Treating Surgeon Allowed to Give Expert Evidence Despite Non-Compliance With Rules of Court
Although the BC Supreme Court Rules have strict requirements with respect to the admission of expert opinion evidence Rule 11-7(6) gives the Court a wide discretion to dispense with these if “the interests of justice require it“. Reasons for judgement were released this week by the BC Supreme Court, Vancouver Registry, demonstrating this discretion.
In this week’s case (Milliken v. Rowe) the Plaintiff was injured in a 2007 collision. At trial the Plaintiff presented expert opinion evidence from a privately retained physiatrist. The Plaintiff’s treating orthopaedic surgeon was also called to the stand, however, he was not called as an expert witness but rather as a witness of fact. Despite this limitation the Court exercised its discretion under Rule 11-7(6) and permitted the treating surgeon to give opinion evidence addressing diagnosis and prognosis. In doing so Mr. Justice Davies provided the following reasons:
 Dr. Zarkadas was not called as an expert witness at trial but he is obviously a well-qualified orthopaedic surgeon. He is also Ms. Milliken’s treating physician concerning her right shoulder difficulties.

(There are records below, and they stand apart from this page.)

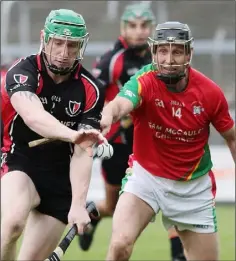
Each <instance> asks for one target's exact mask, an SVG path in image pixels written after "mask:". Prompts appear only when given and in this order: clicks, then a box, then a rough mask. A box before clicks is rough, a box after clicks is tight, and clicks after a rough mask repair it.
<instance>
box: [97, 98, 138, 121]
mask: <svg viewBox="0 0 236 261" xmlns="http://www.w3.org/2000/svg"><path fill="white" fill-rule="evenodd" d="M132 109H133V106H132V103H131V102H130V101H129V100H127V99H125V98H122V97H116V98H115V99H114V100H113V101H111V102H109V103H108V104H107V105H106V106H105V107H104V109H103V112H102V114H103V115H105V116H111V117H112V118H113V122H114V123H115V122H117V121H118V120H120V119H121V118H122V117H124V116H126V115H127V114H129V113H130V112H131V111H132Z"/></svg>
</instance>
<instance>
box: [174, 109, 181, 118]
mask: <svg viewBox="0 0 236 261" xmlns="http://www.w3.org/2000/svg"><path fill="white" fill-rule="evenodd" d="M172 116H173V117H178V118H179V119H180V118H181V117H182V111H181V108H175V107H172Z"/></svg>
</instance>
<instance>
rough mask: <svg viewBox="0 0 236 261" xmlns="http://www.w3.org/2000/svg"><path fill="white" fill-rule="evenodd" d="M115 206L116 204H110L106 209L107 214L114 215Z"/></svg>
mask: <svg viewBox="0 0 236 261" xmlns="http://www.w3.org/2000/svg"><path fill="white" fill-rule="evenodd" d="M115 208H116V204H110V205H108V206H107V209H106V211H107V214H108V215H109V216H113V214H114V211H115Z"/></svg>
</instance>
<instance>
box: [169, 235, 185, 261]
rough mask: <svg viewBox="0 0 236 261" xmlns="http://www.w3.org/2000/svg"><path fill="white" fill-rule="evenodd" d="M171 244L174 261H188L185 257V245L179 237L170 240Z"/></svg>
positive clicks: (171, 256)
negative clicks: (186, 259)
mask: <svg viewBox="0 0 236 261" xmlns="http://www.w3.org/2000/svg"><path fill="white" fill-rule="evenodd" d="M170 244H171V257H172V260H175V259H176V258H180V260H186V259H185V257H184V250H183V245H182V243H181V241H180V238H179V237H172V238H170Z"/></svg>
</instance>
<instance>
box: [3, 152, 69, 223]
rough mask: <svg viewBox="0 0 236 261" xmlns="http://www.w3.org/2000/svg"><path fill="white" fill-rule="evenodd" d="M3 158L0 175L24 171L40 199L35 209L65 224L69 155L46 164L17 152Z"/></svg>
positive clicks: (68, 196)
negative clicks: (15, 170)
mask: <svg viewBox="0 0 236 261" xmlns="http://www.w3.org/2000/svg"><path fill="white" fill-rule="evenodd" d="M3 159H4V162H3V165H2V167H1V176H3V175H7V173H8V172H10V171H14V170H19V171H23V172H25V173H26V174H27V175H28V176H29V177H30V178H31V180H32V181H33V183H34V185H35V187H36V190H37V192H38V194H39V196H40V199H41V202H40V204H39V205H38V206H37V207H36V209H37V210H38V211H39V212H41V213H42V214H46V215H49V216H52V217H54V218H56V219H58V220H60V221H62V222H63V223H64V224H67V223H68V213H69V210H70V206H71V199H72V192H71V185H70V177H69V167H70V166H69V165H70V161H69V157H68V160H67V161H61V162H56V163H55V162H54V163H53V164H49V163H47V164H46V165H42V162H40V163H39V164H37V162H38V161H37V159H32V157H31V158H29V157H27V156H25V155H22V154H19V153H17V154H16V153H14V154H7V155H6V157H3Z"/></svg>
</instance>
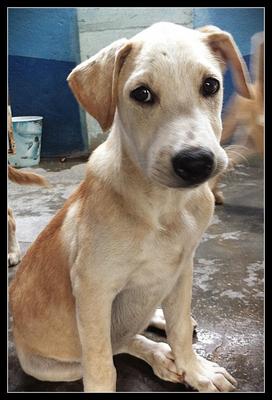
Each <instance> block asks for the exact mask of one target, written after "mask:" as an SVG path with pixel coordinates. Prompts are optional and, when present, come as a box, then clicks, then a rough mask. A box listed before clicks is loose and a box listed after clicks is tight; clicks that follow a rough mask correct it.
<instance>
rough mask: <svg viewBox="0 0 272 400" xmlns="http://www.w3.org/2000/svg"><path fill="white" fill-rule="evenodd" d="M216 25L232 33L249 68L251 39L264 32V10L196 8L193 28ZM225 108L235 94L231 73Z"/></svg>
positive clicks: (224, 101)
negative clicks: (203, 26)
mask: <svg viewBox="0 0 272 400" xmlns="http://www.w3.org/2000/svg"><path fill="white" fill-rule="evenodd" d="M204 25H216V26H218V27H219V28H220V29H222V30H226V31H227V32H230V33H231V34H232V36H233V38H234V40H235V42H236V43H237V45H238V47H239V49H240V52H241V53H242V55H243V57H244V60H245V62H246V64H247V66H248V68H249V65H250V52H251V37H252V36H253V35H254V34H255V33H256V32H260V31H263V30H264V10H263V8H238V7H237V8H223V7H222V8H221V7H220V8H195V9H194V11H193V27H194V28H198V27H200V26H204ZM224 88H225V90H224V106H225V105H226V104H227V103H228V100H229V98H230V96H231V95H232V94H233V92H234V90H235V89H234V86H233V82H232V78H231V74H230V71H229V70H227V72H226V74H225V77H224Z"/></svg>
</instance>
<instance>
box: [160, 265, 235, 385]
mask: <svg viewBox="0 0 272 400" xmlns="http://www.w3.org/2000/svg"><path fill="white" fill-rule="evenodd" d="M192 274H193V261H192V260H190V261H189V262H188V263H187V265H186V266H185V268H184V269H183V271H182V273H181V275H180V276H179V279H178V281H177V283H176V285H175V287H174V288H173V290H172V291H171V293H170V295H169V296H168V297H167V298H166V299H165V300H164V301H163V303H162V308H163V312H164V316H165V321H166V333H167V340H168V343H169V345H170V347H171V350H172V352H173V355H174V358H175V363H176V367H177V372H178V374H179V375H183V377H184V381H185V383H188V384H189V385H190V386H192V387H193V388H195V389H197V390H199V391H201V392H223V391H225V392H228V391H232V390H234V388H235V385H236V381H235V379H234V378H233V377H232V376H231V375H230V374H229V373H228V372H227V371H226V370H225V369H224V368H221V367H219V365H218V364H216V363H213V362H210V361H208V360H205V359H204V358H203V357H200V356H198V355H197V354H196V353H195V352H194V350H193V346H192V329H193V327H192V322H191V297H192Z"/></svg>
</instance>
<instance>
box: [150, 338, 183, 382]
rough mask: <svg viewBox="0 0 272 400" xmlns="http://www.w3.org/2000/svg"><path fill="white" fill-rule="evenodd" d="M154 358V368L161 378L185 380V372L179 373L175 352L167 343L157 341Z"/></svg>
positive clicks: (170, 380) (152, 362) (156, 343)
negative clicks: (174, 354)
mask: <svg viewBox="0 0 272 400" xmlns="http://www.w3.org/2000/svg"><path fill="white" fill-rule="evenodd" d="M152 358H153V361H152V363H151V366H152V369H153V371H154V374H155V375H157V376H158V377H159V378H160V379H163V380H164V381H169V382H173V383H181V382H183V374H181V375H179V373H178V371H177V368H176V364H175V360H174V356H173V353H172V351H171V348H170V346H169V345H168V344H167V343H163V342H159V343H156V346H155V349H154V351H153V354H152Z"/></svg>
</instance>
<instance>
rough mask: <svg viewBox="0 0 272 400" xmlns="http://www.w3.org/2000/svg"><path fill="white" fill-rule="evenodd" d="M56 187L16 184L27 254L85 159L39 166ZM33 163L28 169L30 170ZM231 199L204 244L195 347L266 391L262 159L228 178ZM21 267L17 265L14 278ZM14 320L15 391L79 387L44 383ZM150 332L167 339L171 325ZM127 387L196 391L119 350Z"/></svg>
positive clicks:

 As such he was able to assist me in assessing Ms. Milliken’s future prospects if the surgery is undertaken or if it is not. To that extent, his more immediate involvement with and treatment of Ms. Milliken allows insight that was not previously available to Dr. Andrew Travlos (adduced as opinion evidence by the plaintiff) arising from his examinations and enquiries six months earlier.
 In those circumstances, notwithstanding the failure of the plaintiff to seek to have Dr. Zarkadas qualified to provide opinion evidence, I determined to receive his evidence concerning his diagnosis and prognosis related to Ms. Milliken’s right shoulder injuries.
 I did so over the objection of the defendant because of my belief that the determination of damages in this case should be based upon the best evidence available.
 In my opinion, the ability to achieve a just result should be served, rather than thwarted, by the application of procedural rules.
 The Court’s power to exercise discretion to allow relief from the harsh consequences of non-compliance with procedural rules recognizes that principle.
 I also, however, recognized that the defendant could be prejudiced by the admission and consideration of Dr. Zarkadas’ prognostic evidence if not given an opportunity to answer it.
 I accordingly provided the defendant an opportunity to consider whether to call rebuttal evidence before rendering judgment.
 I was subsequently informed that the defendant did not intend to do so.